Wilmore Ltd. is a large company with several manufacturing divisions. In its Consumer Products Division, it manufactures a wide range of gadgets for kitchen and bath. Income statements have regularly been prepared for each Division, and much discussion has occurred in the past about the fixed costs allocated to each division. Sandy Duncan, the manager of the Consumer Products Division is satisfied that the allocated fixed costs have been properly assigned to the Division.

The preparation of a segmented income statement for the two separate product lines has been prepared for the first time, for the year ended November 30 2021, as follows:

Consumer Products Division

Kitchen

Products

Bath

Products

Sales revenue

600,000

360,000

240,000

Variable costs

360,000

198,000

162,000

Contribution margin

240,000

162,000

78,000

Fixed costs

200,000

120,000

80,000

Operating income

40,000

42,000

(2,000)

Sandy is being pressured to drop the bath product lines from the Division.
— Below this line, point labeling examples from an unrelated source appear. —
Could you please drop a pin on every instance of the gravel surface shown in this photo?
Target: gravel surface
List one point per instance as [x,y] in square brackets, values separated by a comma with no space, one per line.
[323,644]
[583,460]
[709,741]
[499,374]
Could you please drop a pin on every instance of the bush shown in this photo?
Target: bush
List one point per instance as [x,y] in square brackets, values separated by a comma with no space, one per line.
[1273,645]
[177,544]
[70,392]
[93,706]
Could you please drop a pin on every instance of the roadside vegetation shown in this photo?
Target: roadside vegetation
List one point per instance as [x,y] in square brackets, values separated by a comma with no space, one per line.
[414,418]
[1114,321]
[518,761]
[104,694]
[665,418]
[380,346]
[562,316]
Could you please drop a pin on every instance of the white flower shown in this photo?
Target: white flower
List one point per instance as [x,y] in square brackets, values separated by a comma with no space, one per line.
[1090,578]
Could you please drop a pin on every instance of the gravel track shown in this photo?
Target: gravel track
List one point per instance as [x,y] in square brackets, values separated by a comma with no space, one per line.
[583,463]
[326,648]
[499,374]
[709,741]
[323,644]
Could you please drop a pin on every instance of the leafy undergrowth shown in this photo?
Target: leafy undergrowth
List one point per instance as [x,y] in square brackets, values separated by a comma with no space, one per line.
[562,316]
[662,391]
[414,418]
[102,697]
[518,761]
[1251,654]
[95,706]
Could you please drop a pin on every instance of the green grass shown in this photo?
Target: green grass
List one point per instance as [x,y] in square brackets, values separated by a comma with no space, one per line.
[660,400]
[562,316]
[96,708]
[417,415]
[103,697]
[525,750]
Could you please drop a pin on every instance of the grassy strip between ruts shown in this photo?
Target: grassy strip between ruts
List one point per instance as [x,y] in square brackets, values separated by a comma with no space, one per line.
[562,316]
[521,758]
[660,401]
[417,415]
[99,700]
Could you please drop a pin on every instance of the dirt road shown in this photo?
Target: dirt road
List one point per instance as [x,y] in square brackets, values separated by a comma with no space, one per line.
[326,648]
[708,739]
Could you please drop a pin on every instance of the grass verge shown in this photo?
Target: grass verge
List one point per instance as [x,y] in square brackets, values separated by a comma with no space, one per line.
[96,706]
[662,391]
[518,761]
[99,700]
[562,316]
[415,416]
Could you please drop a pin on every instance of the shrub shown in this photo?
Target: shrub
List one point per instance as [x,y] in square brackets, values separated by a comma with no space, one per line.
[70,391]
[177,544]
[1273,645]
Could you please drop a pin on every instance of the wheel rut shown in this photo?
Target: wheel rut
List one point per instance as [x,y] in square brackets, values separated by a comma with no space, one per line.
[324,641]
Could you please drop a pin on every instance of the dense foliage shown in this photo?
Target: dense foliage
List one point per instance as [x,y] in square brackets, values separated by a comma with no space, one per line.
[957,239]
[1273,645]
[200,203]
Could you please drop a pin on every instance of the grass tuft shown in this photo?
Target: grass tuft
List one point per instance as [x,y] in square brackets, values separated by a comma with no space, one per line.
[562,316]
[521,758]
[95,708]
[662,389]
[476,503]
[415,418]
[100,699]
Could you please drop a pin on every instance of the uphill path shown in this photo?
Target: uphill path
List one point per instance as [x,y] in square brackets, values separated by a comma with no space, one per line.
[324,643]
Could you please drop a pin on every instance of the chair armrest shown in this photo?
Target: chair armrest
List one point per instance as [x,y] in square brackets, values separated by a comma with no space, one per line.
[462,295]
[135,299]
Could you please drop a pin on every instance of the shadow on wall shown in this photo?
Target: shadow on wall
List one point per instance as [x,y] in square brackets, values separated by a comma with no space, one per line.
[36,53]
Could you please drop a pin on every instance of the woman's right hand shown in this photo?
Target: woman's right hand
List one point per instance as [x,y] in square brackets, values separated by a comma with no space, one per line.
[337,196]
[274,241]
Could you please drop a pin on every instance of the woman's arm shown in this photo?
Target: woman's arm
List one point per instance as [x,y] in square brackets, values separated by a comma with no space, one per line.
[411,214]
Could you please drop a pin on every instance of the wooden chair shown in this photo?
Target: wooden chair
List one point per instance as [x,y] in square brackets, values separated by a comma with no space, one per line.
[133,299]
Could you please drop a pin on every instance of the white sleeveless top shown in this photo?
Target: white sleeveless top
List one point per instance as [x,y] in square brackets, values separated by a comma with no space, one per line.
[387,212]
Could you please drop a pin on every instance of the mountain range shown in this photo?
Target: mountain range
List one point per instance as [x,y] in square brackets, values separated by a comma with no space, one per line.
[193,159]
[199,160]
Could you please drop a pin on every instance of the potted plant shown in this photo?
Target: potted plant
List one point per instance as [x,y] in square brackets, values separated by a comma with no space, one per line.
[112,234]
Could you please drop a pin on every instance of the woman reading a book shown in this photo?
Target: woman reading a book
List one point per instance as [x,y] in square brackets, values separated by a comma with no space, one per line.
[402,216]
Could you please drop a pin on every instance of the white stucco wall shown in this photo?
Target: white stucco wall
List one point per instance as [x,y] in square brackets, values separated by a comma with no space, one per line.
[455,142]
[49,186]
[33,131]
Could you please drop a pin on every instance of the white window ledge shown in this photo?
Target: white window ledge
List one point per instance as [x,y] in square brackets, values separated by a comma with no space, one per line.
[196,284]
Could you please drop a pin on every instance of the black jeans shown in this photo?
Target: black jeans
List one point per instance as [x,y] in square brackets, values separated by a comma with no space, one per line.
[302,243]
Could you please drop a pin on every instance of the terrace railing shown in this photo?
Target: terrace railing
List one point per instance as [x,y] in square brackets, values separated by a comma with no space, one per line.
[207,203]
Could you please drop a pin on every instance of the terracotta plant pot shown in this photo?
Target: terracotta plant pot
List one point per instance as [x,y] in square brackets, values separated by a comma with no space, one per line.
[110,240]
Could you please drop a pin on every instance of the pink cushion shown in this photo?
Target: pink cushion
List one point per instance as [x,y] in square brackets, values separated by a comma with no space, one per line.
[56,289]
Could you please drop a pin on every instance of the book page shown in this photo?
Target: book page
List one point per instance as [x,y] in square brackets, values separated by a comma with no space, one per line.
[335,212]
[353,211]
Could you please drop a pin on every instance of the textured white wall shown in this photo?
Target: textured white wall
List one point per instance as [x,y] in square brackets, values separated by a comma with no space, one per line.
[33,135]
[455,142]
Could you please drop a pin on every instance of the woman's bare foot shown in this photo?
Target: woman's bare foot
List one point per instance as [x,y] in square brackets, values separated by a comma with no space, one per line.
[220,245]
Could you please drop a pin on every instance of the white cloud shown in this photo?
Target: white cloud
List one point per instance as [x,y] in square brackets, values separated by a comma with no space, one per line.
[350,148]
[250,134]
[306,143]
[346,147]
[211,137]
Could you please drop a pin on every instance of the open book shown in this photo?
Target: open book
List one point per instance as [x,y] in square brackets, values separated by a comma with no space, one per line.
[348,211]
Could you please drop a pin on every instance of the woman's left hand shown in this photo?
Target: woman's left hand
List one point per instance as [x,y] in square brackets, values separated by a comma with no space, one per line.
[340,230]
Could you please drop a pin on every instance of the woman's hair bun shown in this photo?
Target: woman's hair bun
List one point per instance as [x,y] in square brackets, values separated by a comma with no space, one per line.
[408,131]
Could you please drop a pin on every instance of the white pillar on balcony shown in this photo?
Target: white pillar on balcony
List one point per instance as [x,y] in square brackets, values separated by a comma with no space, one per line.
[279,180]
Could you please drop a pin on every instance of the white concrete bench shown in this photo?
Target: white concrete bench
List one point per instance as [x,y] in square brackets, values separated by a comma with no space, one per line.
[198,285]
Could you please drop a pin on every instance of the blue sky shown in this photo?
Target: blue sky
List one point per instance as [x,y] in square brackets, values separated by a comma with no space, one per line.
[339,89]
She is satisfied that the variable costs have been properly allocated between the two product lines, as the resulting contribution margin percentages are as expected. No discussion occurred, however, around the allocation of the fixed costs between the two product lines. Based on Sandys knowledge of the production costs, she estimates that the committed fixed costs for the kitchen products line are $70,000 annually, and for the bath products the committed fixed costs are $50,000. Her salary is $80,000 annually.

Required:

3 a) Redo the segmented income statement for the Consumer Products Division and the two product lines, properly allocating the fixed costs. (Dont worry about the heading.) Based on this information, should the bath products line be discontinued? Why or why not?

5 b) Some managers believe that the full amount of the fixed costs should be allocated to the product lines, as done originally by the company. Describe the advantages and disadvantages of allocating all fixed costs. Which approach do you recommend, and why?

2 c) Calculate the markup on variable cost for each of the two product lines, if all variable costs are manufacturing costs.

4 d) Explain how value-based and/or target costing could be used to improve the profits generated by the Consumer Products Division.